As a cloud architect and storage expert, I often hear the question: Which storage class should I use on Amazon S3? The answer is simple: as always, it depends. Today, we’ll explore some anti-patterns you might overlook when transitioning data between storage classes, whether using lifecycle rules or a managed class like S3 Intelligent-Tiering.
A Short Journey Back in Time
Amazon S3 was announced almost 19 years ago. It’s one of the oldest services on the platform, second only to Amazon SQS. What we see today as Amazon S3 vastly differs from what was available many years ago.
Even just a few years ago, there was no S3 Storage Lens, no conditional writes (introduced earlier this year), and no S3 Intelligent-Tiering storage class.
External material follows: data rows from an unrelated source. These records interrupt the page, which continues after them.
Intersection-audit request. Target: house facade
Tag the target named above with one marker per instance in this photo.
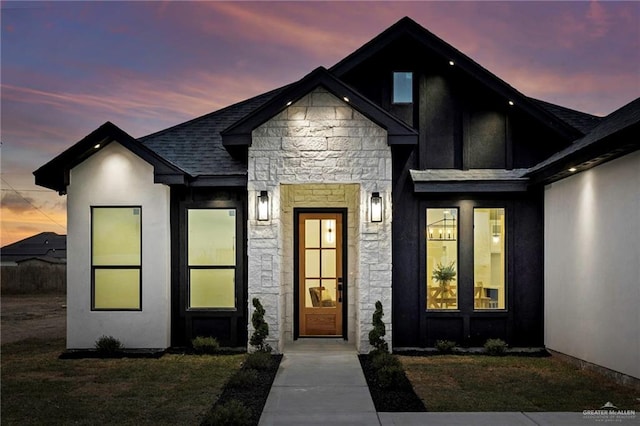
(404, 178)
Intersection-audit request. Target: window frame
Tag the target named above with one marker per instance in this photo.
(114, 267)
(466, 258)
(426, 254)
(393, 88)
(505, 266)
(237, 267)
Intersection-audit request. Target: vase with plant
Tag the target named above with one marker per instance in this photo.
(444, 274)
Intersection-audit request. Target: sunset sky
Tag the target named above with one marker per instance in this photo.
(67, 67)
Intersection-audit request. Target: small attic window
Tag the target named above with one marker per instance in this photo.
(402, 87)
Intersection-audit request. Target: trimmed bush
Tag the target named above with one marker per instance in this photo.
(232, 413)
(205, 345)
(108, 345)
(260, 328)
(376, 336)
(495, 347)
(445, 346)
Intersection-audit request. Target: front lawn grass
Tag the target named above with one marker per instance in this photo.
(38, 388)
(464, 383)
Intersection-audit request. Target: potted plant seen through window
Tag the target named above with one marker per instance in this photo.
(445, 295)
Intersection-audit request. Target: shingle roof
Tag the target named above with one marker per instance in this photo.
(196, 145)
(447, 175)
(579, 120)
(398, 132)
(46, 246)
(625, 118)
(408, 27)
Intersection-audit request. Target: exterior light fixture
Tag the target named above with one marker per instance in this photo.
(376, 207)
(263, 206)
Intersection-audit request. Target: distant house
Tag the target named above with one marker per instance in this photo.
(36, 264)
(43, 248)
(406, 173)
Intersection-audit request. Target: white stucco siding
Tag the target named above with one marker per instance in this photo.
(592, 265)
(320, 152)
(114, 176)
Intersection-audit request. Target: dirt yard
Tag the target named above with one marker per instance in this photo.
(29, 316)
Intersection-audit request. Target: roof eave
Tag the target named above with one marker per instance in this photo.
(447, 52)
(55, 174)
(239, 134)
(471, 186)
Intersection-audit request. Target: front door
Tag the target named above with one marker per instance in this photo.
(320, 274)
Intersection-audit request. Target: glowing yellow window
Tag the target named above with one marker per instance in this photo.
(116, 258)
(211, 246)
(442, 259)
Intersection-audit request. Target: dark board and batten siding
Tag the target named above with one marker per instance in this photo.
(462, 125)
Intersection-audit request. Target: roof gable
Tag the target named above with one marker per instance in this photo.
(616, 135)
(406, 27)
(55, 174)
(239, 134)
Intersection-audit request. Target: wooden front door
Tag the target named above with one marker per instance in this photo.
(320, 280)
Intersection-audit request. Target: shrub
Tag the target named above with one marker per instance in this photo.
(390, 376)
(108, 345)
(259, 361)
(376, 336)
(260, 328)
(243, 379)
(232, 413)
(205, 345)
(445, 346)
(495, 347)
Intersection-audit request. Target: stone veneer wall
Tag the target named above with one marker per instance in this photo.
(319, 152)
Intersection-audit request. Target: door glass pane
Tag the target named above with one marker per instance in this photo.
(116, 236)
(116, 289)
(328, 263)
(212, 288)
(328, 293)
(313, 293)
(312, 263)
(328, 233)
(312, 233)
(442, 258)
(489, 258)
(212, 237)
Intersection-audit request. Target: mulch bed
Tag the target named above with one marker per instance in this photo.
(399, 398)
(255, 396)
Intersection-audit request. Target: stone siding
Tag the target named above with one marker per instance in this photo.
(320, 152)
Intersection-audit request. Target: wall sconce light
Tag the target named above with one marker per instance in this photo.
(263, 206)
(376, 207)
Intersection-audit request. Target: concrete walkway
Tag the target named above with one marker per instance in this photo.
(320, 382)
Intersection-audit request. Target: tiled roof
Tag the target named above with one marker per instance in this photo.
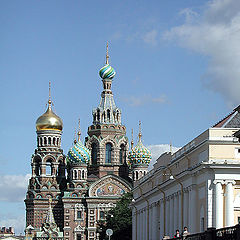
(226, 119)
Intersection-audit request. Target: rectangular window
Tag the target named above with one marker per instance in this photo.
(202, 224)
(79, 214)
(102, 215)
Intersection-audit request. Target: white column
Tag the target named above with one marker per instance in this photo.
(158, 220)
(218, 207)
(171, 216)
(161, 219)
(186, 206)
(150, 222)
(144, 235)
(193, 209)
(229, 207)
(180, 227)
(134, 223)
(154, 222)
(175, 217)
(167, 216)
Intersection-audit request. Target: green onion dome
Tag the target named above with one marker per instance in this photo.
(79, 154)
(139, 155)
(107, 72)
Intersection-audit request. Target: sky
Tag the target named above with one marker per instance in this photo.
(177, 65)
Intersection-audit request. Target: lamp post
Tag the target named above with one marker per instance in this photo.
(133, 201)
(147, 211)
(164, 206)
(173, 177)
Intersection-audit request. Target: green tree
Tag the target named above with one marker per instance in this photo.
(119, 219)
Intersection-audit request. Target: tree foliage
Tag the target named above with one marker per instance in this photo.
(119, 219)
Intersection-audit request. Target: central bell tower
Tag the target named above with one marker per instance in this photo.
(107, 136)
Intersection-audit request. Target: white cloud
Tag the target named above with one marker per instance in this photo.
(158, 150)
(214, 33)
(13, 187)
(136, 101)
(150, 37)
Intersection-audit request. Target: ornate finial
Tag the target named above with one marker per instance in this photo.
(107, 56)
(140, 131)
(49, 94)
(132, 140)
(75, 136)
(79, 131)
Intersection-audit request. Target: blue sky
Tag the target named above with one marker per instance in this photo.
(177, 65)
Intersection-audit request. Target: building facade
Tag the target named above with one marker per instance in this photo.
(198, 186)
(84, 184)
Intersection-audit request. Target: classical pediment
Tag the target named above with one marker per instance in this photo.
(109, 186)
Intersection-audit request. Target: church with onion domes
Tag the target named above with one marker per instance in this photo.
(69, 194)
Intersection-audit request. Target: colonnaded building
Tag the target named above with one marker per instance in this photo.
(198, 186)
(68, 195)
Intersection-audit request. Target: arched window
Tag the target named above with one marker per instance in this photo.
(117, 116)
(37, 167)
(94, 154)
(49, 168)
(122, 154)
(108, 115)
(108, 152)
(103, 117)
(136, 175)
(98, 115)
(75, 174)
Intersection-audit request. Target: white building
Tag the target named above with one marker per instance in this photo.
(198, 186)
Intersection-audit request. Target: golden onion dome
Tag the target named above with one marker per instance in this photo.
(49, 120)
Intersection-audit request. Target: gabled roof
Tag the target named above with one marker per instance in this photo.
(232, 120)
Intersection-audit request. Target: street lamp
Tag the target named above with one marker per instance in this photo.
(173, 177)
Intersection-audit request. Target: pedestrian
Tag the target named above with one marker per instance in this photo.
(177, 234)
(185, 232)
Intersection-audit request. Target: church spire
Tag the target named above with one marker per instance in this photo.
(140, 132)
(79, 130)
(107, 56)
(107, 112)
(132, 140)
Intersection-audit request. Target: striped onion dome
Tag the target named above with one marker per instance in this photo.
(139, 155)
(78, 154)
(107, 72)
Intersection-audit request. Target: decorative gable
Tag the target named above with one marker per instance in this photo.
(109, 186)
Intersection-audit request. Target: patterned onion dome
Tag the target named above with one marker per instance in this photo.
(49, 120)
(107, 72)
(79, 154)
(139, 155)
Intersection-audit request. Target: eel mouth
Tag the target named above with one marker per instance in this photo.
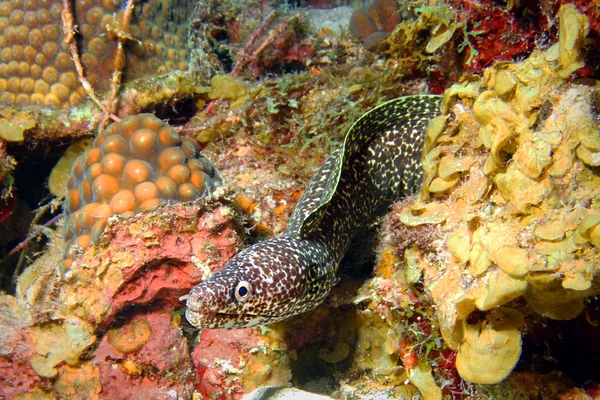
(218, 320)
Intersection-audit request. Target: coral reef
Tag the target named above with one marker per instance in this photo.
(510, 185)
(134, 165)
(148, 357)
(373, 23)
(36, 66)
(497, 262)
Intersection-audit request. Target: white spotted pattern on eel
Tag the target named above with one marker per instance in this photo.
(378, 163)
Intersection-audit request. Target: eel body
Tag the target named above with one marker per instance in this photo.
(378, 163)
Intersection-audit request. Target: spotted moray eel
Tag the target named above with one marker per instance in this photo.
(378, 163)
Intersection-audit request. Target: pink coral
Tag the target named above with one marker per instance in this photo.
(217, 350)
(159, 368)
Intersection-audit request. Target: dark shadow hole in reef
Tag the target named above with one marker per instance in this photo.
(309, 339)
(571, 347)
(176, 112)
(34, 164)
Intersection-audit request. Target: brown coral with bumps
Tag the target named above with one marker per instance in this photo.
(134, 165)
(373, 23)
(36, 66)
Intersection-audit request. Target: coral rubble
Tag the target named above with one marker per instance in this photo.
(36, 66)
(474, 284)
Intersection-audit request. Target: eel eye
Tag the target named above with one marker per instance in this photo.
(242, 291)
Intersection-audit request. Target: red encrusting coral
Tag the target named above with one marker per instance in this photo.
(492, 33)
(216, 351)
(156, 365)
(373, 23)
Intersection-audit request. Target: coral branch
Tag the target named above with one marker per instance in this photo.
(122, 35)
(69, 30)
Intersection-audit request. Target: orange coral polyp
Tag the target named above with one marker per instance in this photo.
(133, 165)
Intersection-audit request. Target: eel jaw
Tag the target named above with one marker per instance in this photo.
(217, 320)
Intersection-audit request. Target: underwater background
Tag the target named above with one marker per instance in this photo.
(144, 143)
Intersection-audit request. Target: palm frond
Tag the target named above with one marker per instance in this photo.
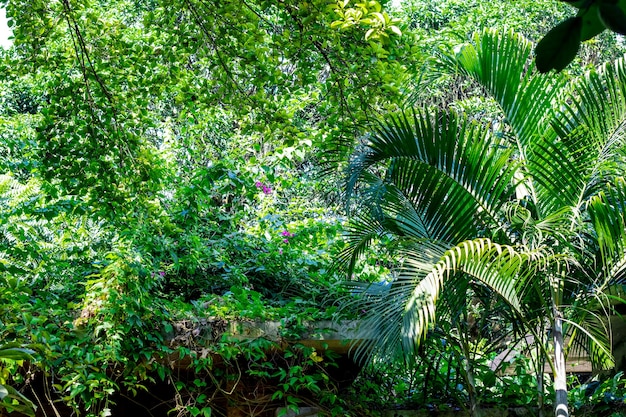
(443, 166)
(500, 63)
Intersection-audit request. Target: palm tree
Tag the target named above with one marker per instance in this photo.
(533, 212)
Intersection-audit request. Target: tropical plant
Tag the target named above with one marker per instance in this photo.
(11, 399)
(528, 207)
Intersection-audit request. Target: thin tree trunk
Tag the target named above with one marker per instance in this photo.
(541, 362)
(560, 376)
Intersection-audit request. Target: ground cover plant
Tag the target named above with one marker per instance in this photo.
(165, 172)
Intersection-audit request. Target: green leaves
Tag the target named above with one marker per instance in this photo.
(559, 46)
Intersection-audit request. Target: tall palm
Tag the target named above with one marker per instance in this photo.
(534, 213)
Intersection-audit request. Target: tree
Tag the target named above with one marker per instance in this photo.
(529, 206)
(560, 45)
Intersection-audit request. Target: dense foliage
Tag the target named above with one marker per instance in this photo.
(168, 168)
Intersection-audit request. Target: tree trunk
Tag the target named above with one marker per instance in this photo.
(560, 375)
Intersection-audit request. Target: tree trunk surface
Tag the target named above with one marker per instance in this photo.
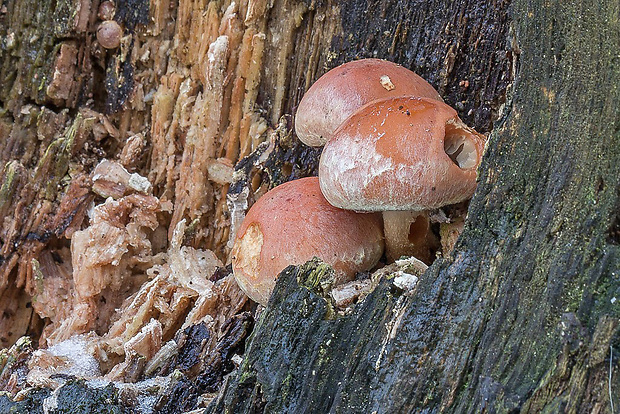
(198, 98)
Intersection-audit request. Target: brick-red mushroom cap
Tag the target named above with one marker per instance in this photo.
(401, 153)
(293, 223)
(343, 90)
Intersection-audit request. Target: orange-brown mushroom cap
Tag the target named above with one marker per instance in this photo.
(401, 153)
(343, 90)
(293, 223)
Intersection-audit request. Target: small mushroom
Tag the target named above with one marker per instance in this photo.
(293, 223)
(109, 34)
(343, 90)
(402, 156)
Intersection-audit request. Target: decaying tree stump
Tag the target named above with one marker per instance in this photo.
(192, 112)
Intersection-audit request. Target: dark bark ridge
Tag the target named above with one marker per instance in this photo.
(523, 316)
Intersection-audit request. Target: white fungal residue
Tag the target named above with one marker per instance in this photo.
(348, 168)
(80, 362)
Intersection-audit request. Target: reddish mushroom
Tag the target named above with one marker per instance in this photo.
(343, 90)
(402, 156)
(293, 223)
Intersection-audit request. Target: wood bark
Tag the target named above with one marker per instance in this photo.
(523, 315)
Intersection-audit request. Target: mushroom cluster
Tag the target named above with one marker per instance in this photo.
(398, 149)
(391, 146)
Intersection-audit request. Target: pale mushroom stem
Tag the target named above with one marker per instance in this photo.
(408, 233)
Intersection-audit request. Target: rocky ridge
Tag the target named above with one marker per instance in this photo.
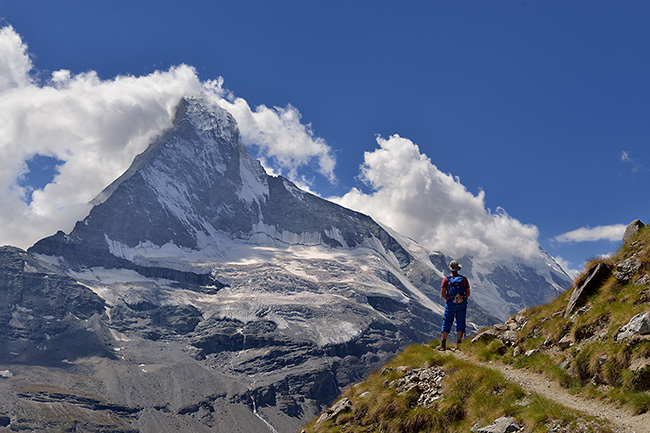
(202, 294)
There were no S3 triggers, there was no replication across buckets or regions. When I started working with S3 (around 2010), it was a fairly limited service but, in some ways, simpler than it is today.
At the same time, we tend to forget how expensive it was. As part of the announcement 19 years ago, Jeff Barr wrote:
“1 GB of data for 1 month costs just 15 cents.”
The same storage class today costs just 2.3 cents (or less) per GB in the US East region. With additional storage classes designed to optimize costs, it can go below 0.1 cents per GB.
Storage Class | Storage Price per GB |
---|---|
Standard | 2.3 cents (or less) |
Standard Infrequent Access | 1.25 cents |
Glacier Instant Retrieval | 0.4 cents |
Glacier Deep Archive | Less than 0.1 cents |
AWS keeps iterating, adding new features and options. As a cloud architect, your job is to stay up to date. If you deployed and optimized costs on S3 five years ago, it’s time to revisit your setup. There’s a good chance your deployment is no longer optimized, and you might be leaving money on the table. Keep iterating!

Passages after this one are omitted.